Robin J. from Breskens, Netherlands asks:
I own mechanical and automatic watches but I have never understood what they mean when they talk about stones or jewels in the specifications.
For example, my Theorema Toronto mechanical watch has a mechanical movement with 17 Stones. Or my Ingersoll Grand Canyon automatic movement with 35 Jewels.
So my question is, what do they mean with a movement with stones or jwwels and what is the difference how many stones or jewels are used?
Stones or jewels were developed in watches to reduce friction at the points of heaviest wear. When metal rubs against metal and when oil breaks down, the damage to pivots and bearings can be rapid and devastating in terms of watch repairs. So in a nutshell, in order to reduction wear and friction between two pieces of metal that rub against one another, watch makers use (today synthetic rubies) hard stones as friction points as they last a lot longer than metal.
To combat metal-on-metal wear watchmakers needed to find a substance that was harder than metal and so began the use of jewels within watches. The jewels that are hard enough are diamonds, sapphires and rubies. The latter two were cheaper than diamonds and could be synthetically created, Rubies are used because they have a hardness on the mohs scale similar to diamonds. These days these are synthetic rubies created for the express purpose of use in watches. As it was initially quite difficult to create and set these jewels, the amount of jewels in a movement was an indicator of it’s quality.
In most watches these jewels are used for all the pivot points in the gear train, as well as in the anti-shock settings (whether these be Incabloc or some other version). Those watches with complications also use jewels to reduce friction and over time, as watches became complicated, the amount of jewels gradually increased.
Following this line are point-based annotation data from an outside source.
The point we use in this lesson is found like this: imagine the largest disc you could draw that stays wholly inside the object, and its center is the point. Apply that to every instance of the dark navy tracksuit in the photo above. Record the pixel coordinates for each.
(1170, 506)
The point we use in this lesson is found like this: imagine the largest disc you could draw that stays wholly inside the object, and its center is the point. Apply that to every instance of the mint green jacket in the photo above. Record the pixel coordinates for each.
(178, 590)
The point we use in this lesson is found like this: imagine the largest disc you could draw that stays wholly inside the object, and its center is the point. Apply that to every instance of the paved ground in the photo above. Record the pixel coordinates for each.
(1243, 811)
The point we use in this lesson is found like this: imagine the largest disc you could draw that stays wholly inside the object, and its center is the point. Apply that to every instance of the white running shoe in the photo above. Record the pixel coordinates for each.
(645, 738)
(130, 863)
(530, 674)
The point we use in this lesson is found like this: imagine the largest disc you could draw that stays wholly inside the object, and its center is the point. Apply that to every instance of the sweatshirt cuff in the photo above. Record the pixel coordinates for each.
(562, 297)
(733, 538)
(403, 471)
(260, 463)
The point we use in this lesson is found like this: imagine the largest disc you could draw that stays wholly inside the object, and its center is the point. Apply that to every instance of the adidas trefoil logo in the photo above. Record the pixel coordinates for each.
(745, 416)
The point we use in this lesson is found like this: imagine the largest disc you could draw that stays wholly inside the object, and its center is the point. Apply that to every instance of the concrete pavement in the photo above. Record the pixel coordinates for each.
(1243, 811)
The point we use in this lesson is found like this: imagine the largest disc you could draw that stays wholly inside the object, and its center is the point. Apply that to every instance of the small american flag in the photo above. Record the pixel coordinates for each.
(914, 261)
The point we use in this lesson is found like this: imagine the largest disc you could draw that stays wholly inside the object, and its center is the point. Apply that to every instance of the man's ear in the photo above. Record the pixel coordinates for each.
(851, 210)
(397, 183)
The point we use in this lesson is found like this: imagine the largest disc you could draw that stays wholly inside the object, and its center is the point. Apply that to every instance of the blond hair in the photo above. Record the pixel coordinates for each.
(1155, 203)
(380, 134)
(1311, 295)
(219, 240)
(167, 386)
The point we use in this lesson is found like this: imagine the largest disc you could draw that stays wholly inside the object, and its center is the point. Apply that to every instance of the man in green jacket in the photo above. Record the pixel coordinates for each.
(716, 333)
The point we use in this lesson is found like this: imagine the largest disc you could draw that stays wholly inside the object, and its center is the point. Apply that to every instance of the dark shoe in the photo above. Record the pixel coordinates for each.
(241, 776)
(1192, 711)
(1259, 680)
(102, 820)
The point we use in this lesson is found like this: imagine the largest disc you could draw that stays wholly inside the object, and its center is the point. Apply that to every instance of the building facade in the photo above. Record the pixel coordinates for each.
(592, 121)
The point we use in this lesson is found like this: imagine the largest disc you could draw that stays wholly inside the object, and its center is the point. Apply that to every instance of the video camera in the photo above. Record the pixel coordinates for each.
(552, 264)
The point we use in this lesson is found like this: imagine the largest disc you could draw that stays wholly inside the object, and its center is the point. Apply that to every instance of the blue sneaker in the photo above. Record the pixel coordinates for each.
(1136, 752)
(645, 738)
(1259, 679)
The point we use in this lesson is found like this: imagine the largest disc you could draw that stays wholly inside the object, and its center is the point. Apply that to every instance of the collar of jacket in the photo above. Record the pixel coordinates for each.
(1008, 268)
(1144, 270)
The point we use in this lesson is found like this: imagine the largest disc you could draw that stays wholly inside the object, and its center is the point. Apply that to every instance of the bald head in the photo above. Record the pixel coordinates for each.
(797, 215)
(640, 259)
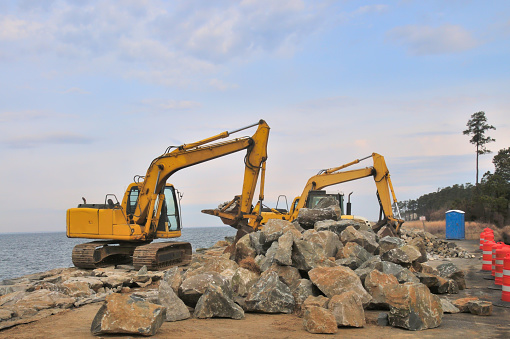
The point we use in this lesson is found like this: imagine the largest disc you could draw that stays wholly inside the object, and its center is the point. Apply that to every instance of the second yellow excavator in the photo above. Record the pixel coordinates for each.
(313, 193)
(150, 207)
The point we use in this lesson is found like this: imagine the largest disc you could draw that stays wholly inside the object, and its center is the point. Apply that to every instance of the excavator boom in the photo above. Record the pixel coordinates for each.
(150, 209)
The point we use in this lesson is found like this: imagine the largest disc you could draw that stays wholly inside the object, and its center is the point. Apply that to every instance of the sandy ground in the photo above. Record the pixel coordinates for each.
(76, 323)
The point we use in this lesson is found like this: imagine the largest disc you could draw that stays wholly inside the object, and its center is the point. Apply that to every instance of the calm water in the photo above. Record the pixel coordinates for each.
(26, 253)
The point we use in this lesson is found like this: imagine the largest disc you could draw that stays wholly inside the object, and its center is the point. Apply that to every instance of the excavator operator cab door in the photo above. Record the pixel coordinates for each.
(169, 220)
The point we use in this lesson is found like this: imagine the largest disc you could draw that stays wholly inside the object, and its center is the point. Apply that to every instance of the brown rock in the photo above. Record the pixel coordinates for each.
(379, 285)
(319, 320)
(337, 280)
(347, 309)
(480, 307)
(124, 314)
(462, 303)
(413, 307)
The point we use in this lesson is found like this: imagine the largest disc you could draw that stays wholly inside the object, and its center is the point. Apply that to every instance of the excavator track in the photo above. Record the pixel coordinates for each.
(161, 255)
(97, 254)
This is where it all became rather unscrupulous. As jewels became easier to produce and set, some brands used to include jewels in places where they weren’t needed, sometimes even to the detriment of the movement. They then heavily marketed this fact so consumers would think their relatively inexpensive watch was of a higher quality.
Your two watches may have different amounts of jewels due to specific movement design. Also, as one is automatic it will have additional moving parts that would require jewels to reduce friction. The automatic works are under heavy wear as the rotor spins almost constantly and transmits power to the mainspring.
In conclusion, jewels ensure a watch can function for longer periods between servicing and also ensure that the damage to high wear points is greatly reduced. It is worth noting, some brands have brought back the use of chatons (a difficult technique where small brass or gold settings are used to fit the jewel into the movement plate) and in some watches the setting of jewels is almost an art form.
Last, it is important to note that while it is true the that amount of jewels in a movement once spoke to its quality or complexity, today that isn’t so much true. Watch collectors are much less interested in jewels as they are easy to include and produced from synthetic materials.
Robin sent us a pic of his watch which inspired his question – nice!